Like most of the other children, Isis Coleman signed up for Shreveport Police Department's basketball camp for one reason, "I love basketball."

In the first day of the 3 day camp, kids of all ages ran drills to help them learn basketball skills, but that isn’t all they are learning. Cpl. Mary Garrett of the Shreveport Police Department explains, "they're learning to work with each other, and that's a big thing, but also they're working with other kids from all over the city. Everybody gets a chance to do it. They all learn how to work together. And that's something they need to know throughout life, how to work with somebody else."

Within Coleman's classmates, she’s noticed that many feel one way about law enforcement, saying that her friends think "cops are bad people. I guess that's how you can say it."

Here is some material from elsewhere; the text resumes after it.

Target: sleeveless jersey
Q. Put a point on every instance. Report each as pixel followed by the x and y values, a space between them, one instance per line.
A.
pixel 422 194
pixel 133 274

Garrett understands how that sentiment could have formed. "A lot of times, these kids, the only time is in a bad situation. If we're called to their house, either on their parents, or because of them , if they've done something wrong. That's the only time that they have with us."

That's where events like this camp can help when it comes to community orientated policing. Garrett elaborated, saying "with this, we're not out there to arrest them. We're not out there to arrest their parent. And they actually see, that hey, the police are people too. We can get out and have fun just as much as they do. And maybe it makes them open up and they feel more comfortable talking to us."

Which is exactly the goal of community orientated policing.